In such circumstances, a Meeting of the Board of Statutory Auditors is considered to take place at the venue in which the Chairman of the Board of Statutory Auditors is present.

The company's accounts shall be audited by a Registered Independent Auditor, as required by Article 161 of Italian legislative decree no. 58 of February 24, 1998.

Section 18 – Fiscal Year

The company's fiscal year ends on December 31st each year.
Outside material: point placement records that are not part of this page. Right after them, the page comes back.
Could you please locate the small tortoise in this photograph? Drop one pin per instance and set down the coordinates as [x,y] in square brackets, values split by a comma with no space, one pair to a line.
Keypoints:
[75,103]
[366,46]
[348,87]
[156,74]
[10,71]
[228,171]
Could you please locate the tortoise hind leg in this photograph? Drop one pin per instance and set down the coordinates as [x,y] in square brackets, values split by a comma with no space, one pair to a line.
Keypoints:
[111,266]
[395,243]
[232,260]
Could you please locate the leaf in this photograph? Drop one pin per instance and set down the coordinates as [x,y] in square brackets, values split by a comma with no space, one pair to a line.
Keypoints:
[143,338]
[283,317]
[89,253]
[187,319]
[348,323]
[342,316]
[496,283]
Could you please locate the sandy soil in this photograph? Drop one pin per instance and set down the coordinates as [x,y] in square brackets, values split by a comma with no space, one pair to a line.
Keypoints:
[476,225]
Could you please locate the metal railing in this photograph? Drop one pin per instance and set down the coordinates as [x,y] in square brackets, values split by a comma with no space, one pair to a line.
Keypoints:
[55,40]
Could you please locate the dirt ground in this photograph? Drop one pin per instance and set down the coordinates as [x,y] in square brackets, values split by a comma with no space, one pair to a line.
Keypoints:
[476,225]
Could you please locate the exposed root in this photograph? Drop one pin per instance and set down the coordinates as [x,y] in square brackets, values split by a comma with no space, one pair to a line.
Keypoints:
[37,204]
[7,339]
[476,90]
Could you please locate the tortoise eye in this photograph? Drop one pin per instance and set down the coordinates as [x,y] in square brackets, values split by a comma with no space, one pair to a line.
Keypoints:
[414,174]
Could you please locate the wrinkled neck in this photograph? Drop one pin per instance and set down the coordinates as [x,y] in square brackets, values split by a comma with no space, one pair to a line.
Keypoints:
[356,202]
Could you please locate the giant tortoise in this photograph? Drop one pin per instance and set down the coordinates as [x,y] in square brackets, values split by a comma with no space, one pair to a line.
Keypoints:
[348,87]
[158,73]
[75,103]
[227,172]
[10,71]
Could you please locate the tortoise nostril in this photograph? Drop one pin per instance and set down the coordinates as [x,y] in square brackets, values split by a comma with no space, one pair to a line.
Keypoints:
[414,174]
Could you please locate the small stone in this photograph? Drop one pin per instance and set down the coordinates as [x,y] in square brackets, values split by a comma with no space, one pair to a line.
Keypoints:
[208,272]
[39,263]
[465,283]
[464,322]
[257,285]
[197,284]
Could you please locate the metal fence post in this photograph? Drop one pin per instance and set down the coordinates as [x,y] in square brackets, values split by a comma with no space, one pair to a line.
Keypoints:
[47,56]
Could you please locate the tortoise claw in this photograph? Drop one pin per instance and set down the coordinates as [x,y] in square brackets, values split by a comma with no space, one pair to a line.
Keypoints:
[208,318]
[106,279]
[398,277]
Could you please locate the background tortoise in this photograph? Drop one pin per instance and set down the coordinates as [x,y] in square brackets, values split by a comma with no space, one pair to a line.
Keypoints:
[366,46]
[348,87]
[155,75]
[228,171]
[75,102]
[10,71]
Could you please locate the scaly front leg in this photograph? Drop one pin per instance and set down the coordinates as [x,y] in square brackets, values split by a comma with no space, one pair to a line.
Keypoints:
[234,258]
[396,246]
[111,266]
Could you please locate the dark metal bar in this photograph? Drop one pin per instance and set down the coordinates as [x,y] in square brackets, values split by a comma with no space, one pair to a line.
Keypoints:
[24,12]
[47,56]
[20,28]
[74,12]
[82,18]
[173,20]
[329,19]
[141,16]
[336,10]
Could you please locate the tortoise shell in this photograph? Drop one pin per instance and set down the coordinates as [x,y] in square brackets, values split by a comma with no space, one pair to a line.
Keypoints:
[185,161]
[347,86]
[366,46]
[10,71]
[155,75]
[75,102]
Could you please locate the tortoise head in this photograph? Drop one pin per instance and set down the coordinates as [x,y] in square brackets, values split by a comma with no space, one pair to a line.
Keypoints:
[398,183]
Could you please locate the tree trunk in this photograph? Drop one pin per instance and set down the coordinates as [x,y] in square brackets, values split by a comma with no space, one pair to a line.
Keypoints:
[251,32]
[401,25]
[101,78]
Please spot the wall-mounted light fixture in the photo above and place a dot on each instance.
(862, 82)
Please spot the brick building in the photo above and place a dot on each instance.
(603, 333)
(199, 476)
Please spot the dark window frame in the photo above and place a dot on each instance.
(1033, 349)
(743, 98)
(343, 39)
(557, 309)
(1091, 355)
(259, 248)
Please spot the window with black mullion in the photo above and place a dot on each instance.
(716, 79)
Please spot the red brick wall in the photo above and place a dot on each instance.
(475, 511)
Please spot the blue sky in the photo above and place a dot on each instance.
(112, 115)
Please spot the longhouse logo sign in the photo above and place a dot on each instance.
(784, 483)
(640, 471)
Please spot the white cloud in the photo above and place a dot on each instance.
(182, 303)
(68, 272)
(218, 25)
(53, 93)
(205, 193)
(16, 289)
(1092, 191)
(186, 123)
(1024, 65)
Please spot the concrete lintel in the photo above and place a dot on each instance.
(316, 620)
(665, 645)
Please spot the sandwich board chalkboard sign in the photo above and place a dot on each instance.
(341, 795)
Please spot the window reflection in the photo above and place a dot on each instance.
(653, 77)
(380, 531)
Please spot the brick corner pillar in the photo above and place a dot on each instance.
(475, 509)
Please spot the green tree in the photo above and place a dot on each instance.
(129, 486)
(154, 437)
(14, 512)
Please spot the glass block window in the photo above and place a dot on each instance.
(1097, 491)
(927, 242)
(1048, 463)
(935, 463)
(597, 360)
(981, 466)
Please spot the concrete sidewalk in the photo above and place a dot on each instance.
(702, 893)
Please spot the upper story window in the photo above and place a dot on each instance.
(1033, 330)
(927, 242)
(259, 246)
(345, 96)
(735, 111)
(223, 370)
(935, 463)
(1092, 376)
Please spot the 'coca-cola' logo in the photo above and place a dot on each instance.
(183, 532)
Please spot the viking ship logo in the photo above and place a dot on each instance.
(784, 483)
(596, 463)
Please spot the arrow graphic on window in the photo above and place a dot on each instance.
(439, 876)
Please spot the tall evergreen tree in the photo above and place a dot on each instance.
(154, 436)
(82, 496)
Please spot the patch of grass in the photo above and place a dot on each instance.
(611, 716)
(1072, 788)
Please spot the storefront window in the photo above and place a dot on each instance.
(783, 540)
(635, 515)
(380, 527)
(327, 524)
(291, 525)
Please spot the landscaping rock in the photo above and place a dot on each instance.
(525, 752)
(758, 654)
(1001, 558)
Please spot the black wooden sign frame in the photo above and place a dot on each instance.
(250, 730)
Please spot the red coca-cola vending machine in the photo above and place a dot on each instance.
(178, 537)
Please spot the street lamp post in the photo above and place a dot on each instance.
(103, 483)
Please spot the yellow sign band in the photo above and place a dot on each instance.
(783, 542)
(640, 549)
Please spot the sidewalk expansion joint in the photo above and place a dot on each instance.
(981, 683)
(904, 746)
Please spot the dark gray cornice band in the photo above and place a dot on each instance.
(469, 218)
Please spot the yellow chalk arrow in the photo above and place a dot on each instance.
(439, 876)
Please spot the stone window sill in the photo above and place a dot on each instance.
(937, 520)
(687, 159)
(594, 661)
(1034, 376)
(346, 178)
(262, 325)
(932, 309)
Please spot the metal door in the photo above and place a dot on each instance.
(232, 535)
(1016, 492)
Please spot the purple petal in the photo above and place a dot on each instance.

The Directors are responsible for preparing the Company Financial Statements, in accordance with applicable law and regulations and, not least, within the legally required timescale.

Section 19 – Allocation of Net Income

Net income shall be allocated as follows:

  • a) five per cent (5%) to the legal reserve until such reserve equates one-fifth of share capital;and
  • b) the remainder shall be allocated on a basis consistent with Shareholders' Resolutions adopted by way of ordinary resolutions.

Within the limits established by law, the Board of Directors may distribute interim dividends to the shareholders during the course of the fiscal year.

Section 20 – Officer Responsible for Drawing Up Company Accounting Documents

With the agreement of the Board of Statutory Auditors, the Board of Directors shall appoint a Company Officer responsible for drawing up the Company Accounting Documents, establishing his (her) term of office.

The Company Officer shall possess the following qualifications:

  • several years of experience gained in the field of administration, finance and control; and
  • good name and honest repute, as required by law in respect of directorships.

Section 21 – Right of Withdrawal

Right of withdrawal is admitted if, and only if, so permitted by law.

Specifically excluded is the right of withdrawal from resolutions concerning changes in respect of the company's duration and the introduction/removal of restrictions attaching to securities in circulation.

Section 22 – Winding-up

If the company is wound up, the Shareholders' Meeting will determine the basis for the liquidation, appoint one or more liquidators and establish their powers and remuneration.

Section 23 – Settlement of Disputes

Any dispute whatever that may arise between the company and the shareholders, their successors or those having cause, the Directors, the Statutory Auditors and/or the liquidator, whether during the duration or the winding up of the company, in connection with these By-laws and the related interpretation, application, execution, breach, term or dissolution thereof, shall be submitted for hearing before the Court of Turin.

Section 24 – Applicable Law

Unless otherwise specified, all maters not covered by these By-laws shall be governed by the Italian Civil Code and other applicable laws and regulations.